The scale differences help explain the spikiness of the upper trace, but you can see that if both traces were plotted on the one scale, the traces would mimic each other fairly well. However, the max temp on the inlet pipe was 61 degrees C, and the max temp on the outlet pipe was 44 degrees – a 17degree drop across the core. However, even more interesting is the Scopemeter’s calculated averages – the average outlet temp was 32 and the average inlet temp 45 degrees – a 13 degree drop.
In fact, given that we know the day temp was about 20 degrees C, we can calculate the average efficiency of the auto trans cooler. To decrease the average intake temp of 45 degrees to the ambient of 20 degrees would need a 100 per cent efficient core, so a drop of 45 to 32 indicates an efficiency of 52 per cent (13/25 = 0.52). That’s a pretty good for a trans cooler than cost under five bucks!
So what’s the radiator like? I went for a drive around a few hilly blocks, measuring inlet and outlet temps. The max inlet temp was 83 degrees C and the max outlet temp, 60 degrees – a 23 degree drop across the radiator. The averages showed 78 degrees and 52 degrees respectively – a 26 degree change. Again with an ambient temp of 20 degrees, this represents an average efficiency of 45 per cent.

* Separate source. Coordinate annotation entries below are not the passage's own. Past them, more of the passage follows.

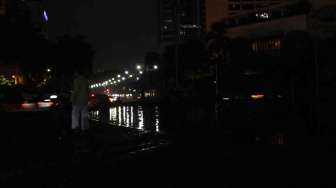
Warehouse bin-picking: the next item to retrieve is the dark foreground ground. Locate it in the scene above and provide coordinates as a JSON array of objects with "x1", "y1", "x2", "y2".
[{"x1": 0, "y1": 111, "x2": 336, "y2": 187}]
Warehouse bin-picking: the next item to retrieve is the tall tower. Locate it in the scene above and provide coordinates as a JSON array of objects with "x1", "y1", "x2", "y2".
[
  {"x1": 0, "y1": 0, "x2": 6, "y2": 16},
  {"x1": 159, "y1": 0, "x2": 205, "y2": 43}
]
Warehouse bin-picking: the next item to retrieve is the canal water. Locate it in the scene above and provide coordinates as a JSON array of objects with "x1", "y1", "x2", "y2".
[{"x1": 90, "y1": 105, "x2": 161, "y2": 132}]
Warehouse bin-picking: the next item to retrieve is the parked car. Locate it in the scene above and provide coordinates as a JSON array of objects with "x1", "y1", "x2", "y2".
[
  {"x1": 0, "y1": 87, "x2": 59, "y2": 113},
  {"x1": 89, "y1": 93, "x2": 111, "y2": 110}
]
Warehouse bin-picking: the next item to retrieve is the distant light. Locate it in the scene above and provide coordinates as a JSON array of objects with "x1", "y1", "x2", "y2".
[
  {"x1": 37, "y1": 101, "x2": 54, "y2": 108},
  {"x1": 49, "y1": 95, "x2": 58, "y2": 99},
  {"x1": 21, "y1": 102, "x2": 36, "y2": 109},
  {"x1": 251, "y1": 94, "x2": 265, "y2": 100},
  {"x1": 43, "y1": 10, "x2": 49, "y2": 22}
]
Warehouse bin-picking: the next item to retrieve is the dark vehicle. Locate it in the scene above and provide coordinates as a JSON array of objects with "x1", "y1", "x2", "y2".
[
  {"x1": 0, "y1": 86, "x2": 62, "y2": 167},
  {"x1": 89, "y1": 93, "x2": 111, "y2": 110},
  {"x1": 218, "y1": 68, "x2": 304, "y2": 143},
  {"x1": 0, "y1": 87, "x2": 59, "y2": 113}
]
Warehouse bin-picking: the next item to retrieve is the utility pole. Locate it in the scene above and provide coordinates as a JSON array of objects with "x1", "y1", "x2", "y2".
[{"x1": 175, "y1": 0, "x2": 181, "y2": 89}]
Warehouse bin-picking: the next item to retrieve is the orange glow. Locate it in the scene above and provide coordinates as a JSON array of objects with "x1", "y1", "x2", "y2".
[
  {"x1": 251, "y1": 94, "x2": 265, "y2": 100},
  {"x1": 37, "y1": 102, "x2": 54, "y2": 108},
  {"x1": 21, "y1": 102, "x2": 35, "y2": 109}
]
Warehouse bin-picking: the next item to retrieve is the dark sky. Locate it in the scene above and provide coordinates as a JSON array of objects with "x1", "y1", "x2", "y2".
[{"x1": 47, "y1": 0, "x2": 158, "y2": 71}]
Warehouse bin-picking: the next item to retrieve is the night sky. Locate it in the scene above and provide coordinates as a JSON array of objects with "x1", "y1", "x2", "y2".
[{"x1": 47, "y1": 0, "x2": 158, "y2": 71}]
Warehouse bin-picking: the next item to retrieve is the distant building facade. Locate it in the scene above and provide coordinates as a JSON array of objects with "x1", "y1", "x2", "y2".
[
  {"x1": 206, "y1": 0, "x2": 293, "y2": 31},
  {"x1": 159, "y1": 0, "x2": 206, "y2": 43},
  {"x1": 0, "y1": 0, "x2": 48, "y2": 84}
]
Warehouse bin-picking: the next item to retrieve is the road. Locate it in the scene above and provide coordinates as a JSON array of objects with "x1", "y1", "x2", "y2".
[{"x1": 0, "y1": 107, "x2": 336, "y2": 187}]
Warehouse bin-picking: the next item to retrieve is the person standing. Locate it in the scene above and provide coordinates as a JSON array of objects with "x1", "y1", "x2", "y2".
[{"x1": 71, "y1": 71, "x2": 89, "y2": 132}]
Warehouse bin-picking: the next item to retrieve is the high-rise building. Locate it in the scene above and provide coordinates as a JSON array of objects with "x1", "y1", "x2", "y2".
[
  {"x1": 0, "y1": 0, "x2": 6, "y2": 16},
  {"x1": 159, "y1": 0, "x2": 205, "y2": 42},
  {"x1": 206, "y1": 0, "x2": 295, "y2": 30},
  {"x1": 0, "y1": 0, "x2": 48, "y2": 35}
]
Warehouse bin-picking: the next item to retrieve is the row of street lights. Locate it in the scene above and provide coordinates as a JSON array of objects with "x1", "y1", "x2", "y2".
[{"x1": 90, "y1": 65, "x2": 159, "y2": 89}]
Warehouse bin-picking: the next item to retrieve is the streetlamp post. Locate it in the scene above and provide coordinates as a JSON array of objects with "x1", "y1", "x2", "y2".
[{"x1": 175, "y1": 0, "x2": 181, "y2": 89}]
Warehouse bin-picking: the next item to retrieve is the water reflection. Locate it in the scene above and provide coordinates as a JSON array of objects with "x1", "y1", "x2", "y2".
[{"x1": 90, "y1": 106, "x2": 160, "y2": 132}]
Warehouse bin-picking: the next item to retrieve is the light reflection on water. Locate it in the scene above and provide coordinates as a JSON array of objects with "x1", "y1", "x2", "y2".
[{"x1": 90, "y1": 106, "x2": 160, "y2": 132}]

One of the advantages of the Scopemeter over a PC logging adaptor is that the Fluke can handle anything thrown at it – you can’t easily blow it up by inputting too high a voltage, for example. In this sort of application it’s also very quick and easy to set up. And the input signals don’t have to be temperature, of course. It’s just as easy to graph the voltage coming out of a boost pressure sensor (perhaps with intercooler temp on the other trace) or the oxygen sensor signal.